Abstract

Twenty-first century skills increasingly represent the ticket to the middle class. Yet, the authors argue, in-school learning is simply not enough to help students develop these skills. The authors make the case that after-school (or out-of-school) learning programs are emerging as one of the nation's most promising strategies for preparing young people for the workforce and civic life. Most school systems have significant limitations for teaching twenty-first century skills. They have the limits of time: with only six hours per day there is barely enough time to teach even the basic skills, especially for those students starting already behind. They have the limits of structure: typical school buildings and classrooms are not physically set up for innovative learning. They have the limits of inertia and bureaucracy: school systems are notoriously resistant to change.

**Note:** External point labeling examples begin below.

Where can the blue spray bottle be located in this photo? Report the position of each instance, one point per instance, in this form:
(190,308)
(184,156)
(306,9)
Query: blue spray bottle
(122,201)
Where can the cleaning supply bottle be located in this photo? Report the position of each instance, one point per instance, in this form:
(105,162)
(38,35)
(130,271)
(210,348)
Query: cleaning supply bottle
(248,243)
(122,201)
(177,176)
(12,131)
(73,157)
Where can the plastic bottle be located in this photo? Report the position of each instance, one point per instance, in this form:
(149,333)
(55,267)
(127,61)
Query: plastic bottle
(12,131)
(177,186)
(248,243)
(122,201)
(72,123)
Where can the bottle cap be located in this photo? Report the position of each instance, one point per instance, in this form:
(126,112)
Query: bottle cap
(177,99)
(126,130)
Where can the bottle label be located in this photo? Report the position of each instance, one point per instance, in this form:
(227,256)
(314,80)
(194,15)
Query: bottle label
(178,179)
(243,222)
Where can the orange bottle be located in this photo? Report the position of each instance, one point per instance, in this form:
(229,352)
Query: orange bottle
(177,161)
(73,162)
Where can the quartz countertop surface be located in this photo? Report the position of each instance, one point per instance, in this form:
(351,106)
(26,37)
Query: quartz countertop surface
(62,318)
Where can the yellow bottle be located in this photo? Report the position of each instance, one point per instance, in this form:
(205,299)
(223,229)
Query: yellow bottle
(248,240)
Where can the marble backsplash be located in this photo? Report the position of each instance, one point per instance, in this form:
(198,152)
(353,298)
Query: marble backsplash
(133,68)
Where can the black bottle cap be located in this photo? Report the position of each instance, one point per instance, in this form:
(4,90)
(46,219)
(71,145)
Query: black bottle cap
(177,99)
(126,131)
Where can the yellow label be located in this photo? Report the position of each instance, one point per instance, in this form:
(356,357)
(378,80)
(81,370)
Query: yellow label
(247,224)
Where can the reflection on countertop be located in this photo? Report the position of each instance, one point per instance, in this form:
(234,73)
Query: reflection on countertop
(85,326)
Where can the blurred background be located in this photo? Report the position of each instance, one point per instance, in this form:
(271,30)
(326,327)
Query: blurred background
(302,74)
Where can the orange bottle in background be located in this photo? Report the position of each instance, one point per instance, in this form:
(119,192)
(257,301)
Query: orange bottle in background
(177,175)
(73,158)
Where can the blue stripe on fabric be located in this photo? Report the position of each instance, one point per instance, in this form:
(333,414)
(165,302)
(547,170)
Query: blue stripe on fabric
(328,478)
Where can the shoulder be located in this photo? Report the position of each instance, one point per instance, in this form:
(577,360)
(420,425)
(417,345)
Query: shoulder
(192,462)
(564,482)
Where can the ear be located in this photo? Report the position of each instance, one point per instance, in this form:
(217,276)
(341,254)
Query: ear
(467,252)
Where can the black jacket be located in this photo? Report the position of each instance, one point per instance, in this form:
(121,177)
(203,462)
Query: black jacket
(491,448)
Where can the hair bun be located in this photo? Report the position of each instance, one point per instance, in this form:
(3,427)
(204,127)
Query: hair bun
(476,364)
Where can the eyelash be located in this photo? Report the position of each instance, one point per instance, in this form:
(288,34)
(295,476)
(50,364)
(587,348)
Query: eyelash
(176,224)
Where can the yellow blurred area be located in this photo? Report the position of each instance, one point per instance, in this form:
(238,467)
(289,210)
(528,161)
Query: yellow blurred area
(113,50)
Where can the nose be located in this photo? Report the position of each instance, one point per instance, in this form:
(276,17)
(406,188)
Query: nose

And perhaps most important, they have the limits of priorities: especially with the onset of the No Child Left Behind Act, schools are laserlike in their focus on teaching the basics and therefore have less incentive to incorporate twenty-first century skills. Meanwhile, the authors argue that after-school programs are an untapped resource with three competitive advantages. First, they enable students to work collaboratively in small groups, a setup on which the modern economy will increasingly rely. Second, they are well suited to project-based learning and the development of mastery. Third, they allow students to learn in the real-world contexts that make sense. Yet the after-school sector is fraught with challenges. It lacks focus-Is it child care, public safety, homework tutoring? And it lacks rigorous results. The authors argue that the teaching of twenty-first century skills should become the new organizing principle for afterschool that will propel the field forward and more effectively bridge in-school and out-of-school learning.